Of course, we know Rogers' story all too well: Career backup who waited patiently while Alex Brink set all kinds of records, even as the fans consistently called for the tall, rocket-armed gunslinger to see the field. He finally gets his chance in this, his fifth and final year, but after just six quarters of undistinguished play ... poof! Back to the bench.
And while some might argue that six quarters just isn't enough time to evaluate a quarterback, I would argue that Rogers has had every opportunity to be successful. He was installed as the No. 1 quarterback from the moment last season ended. He went through the entire offseason and all of training camp as the starter, practicing everyday with the No. 1 offense. He started the season as the top quarterback, even as the whispers grew louder that Lopina had been outplaying Rogers in practice.
Rogers got plenty of chances, ostensibly with a playbook designed to take advantage of his strengths, and he responded by becoming easily the worst statistical quarterback in the Pac-10. When you're a fifth-year player -- especially a quarterback -- and you're on a bad team trying to build for the future, you'd better be appreciably better than anyone else on the roster. And that just simply hasn't been the case.
However, to make this all about the future is misleading. Lopina also is the best choice to help this team get going right now. I suspect that for Gary Rogers to be successful, he needs weapons and an offensive line that can protect him.
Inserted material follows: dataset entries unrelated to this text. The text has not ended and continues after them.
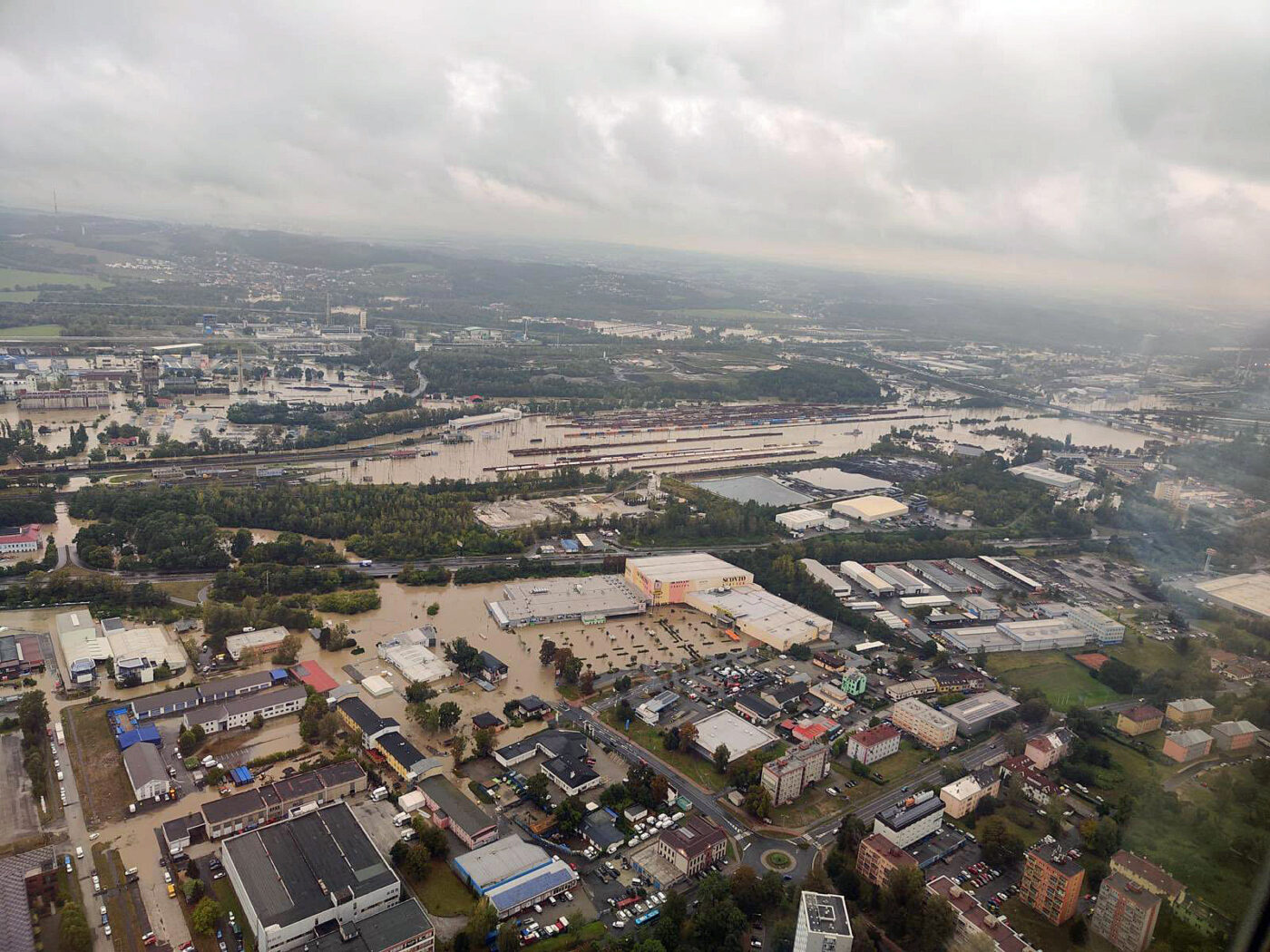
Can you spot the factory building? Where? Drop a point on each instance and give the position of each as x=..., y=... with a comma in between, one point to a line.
x=975, y=714
x=911, y=821
x=869, y=580
x=904, y=581
x=319, y=875
x=870, y=508
x=840, y=587
x=799, y=520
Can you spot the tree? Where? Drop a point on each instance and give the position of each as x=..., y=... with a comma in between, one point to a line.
x=721, y=757
x=288, y=650
x=206, y=916
x=448, y=714
x=73, y=932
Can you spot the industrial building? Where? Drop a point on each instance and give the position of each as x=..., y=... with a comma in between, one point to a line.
x=878, y=857
x=1126, y=914
x=840, y=587
x=964, y=795
x=410, y=653
x=866, y=579
x=975, y=714
x=240, y=711
x=873, y=744
x=1248, y=592
x=911, y=821
x=930, y=726
x=939, y=578
x=514, y=875
x=262, y=641
x=1051, y=885
x=799, y=520
x=148, y=774
x=288, y=796
x=904, y=581
x=1187, y=745
x=454, y=811
x=317, y=875
x=727, y=729
x=651, y=710
x=786, y=777
x=870, y=508
x=669, y=579
x=823, y=924
x=757, y=613
x=1187, y=713
x=590, y=599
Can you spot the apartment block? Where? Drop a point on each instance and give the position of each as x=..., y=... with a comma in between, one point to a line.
x=1051, y=885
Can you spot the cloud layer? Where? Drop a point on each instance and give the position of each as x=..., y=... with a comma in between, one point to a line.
x=1133, y=133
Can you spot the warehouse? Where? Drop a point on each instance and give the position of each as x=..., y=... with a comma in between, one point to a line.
x=139, y=653
x=148, y=774
x=1044, y=634
x=454, y=811
x=980, y=573
x=980, y=637
x=840, y=587
x=548, y=600
x=259, y=643
x=802, y=520
x=870, y=508
x=302, y=876
x=409, y=651
x=757, y=613
x=727, y=729
x=975, y=714
x=870, y=581
x=940, y=578
x=514, y=875
x=669, y=579
x=905, y=583
x=1248, y=592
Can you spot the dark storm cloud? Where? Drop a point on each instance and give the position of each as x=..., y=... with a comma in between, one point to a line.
x=1133, y=133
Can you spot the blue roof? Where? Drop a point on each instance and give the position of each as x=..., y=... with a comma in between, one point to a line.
x=531, y=885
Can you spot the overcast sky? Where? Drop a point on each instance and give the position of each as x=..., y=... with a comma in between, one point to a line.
x=1025, y=136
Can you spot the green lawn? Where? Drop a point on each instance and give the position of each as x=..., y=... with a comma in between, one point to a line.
x=695, y=768
x=441, y=891
x=1064, y=682
x=10, y=278
x=31, y=330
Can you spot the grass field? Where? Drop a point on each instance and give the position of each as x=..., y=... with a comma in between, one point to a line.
x=691, y=765
x=31, y=330
x=12, y=278
x=441, y=891
x=1064, y=683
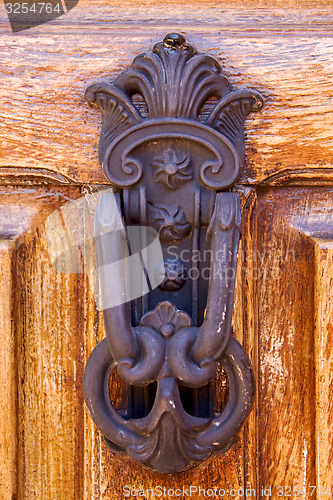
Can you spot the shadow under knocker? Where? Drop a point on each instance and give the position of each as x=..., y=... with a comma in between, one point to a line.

He hasn't had those things at his disposal, which isn't his fault. And maybe that's why Grady argues for giving Rogers more time, because those things are only going to get better as players get healthy. But with where this team is at right now, having a guy who can move around, who can hit some short routes without throwing the ball 98 mph, and who can carry the ball occasionally makes the most sense.
It's a bummer for Rogers, a guy I genuinely feel for. Could things have been different for him without a change in coaching staffs? Perhaps -- it certainly couldn't have hurt him to be running an offense he'd been studying for four years, especially considering how lost he looks in terms of progressions.
But I think it's about time that we as Cougar fans finally entertain the idea that maybe -- just maybe -- Rogers' inability to pass Brink on the depth chart had nothing to do with some sort of irrational man crush on the part of Timm Rosenbach and everything to do with Rogers' ability to be an effective Pac-10 quarterback. If Rogers was everything we had built him up to be over the past three-plus years, he'd certainly be completing more than 50 percent of his passes, no matter what offense his team was running.
I hope I'm wrong. I hope that if he gets his shot at some point this year, he shows that he can, in fact, be a big time Pac-10 quarterback. But I'm beginning to come to grips with the fact that it's probably just not a realistic expecation.
Hello, Kevin Lopina. Please lead us to some victories.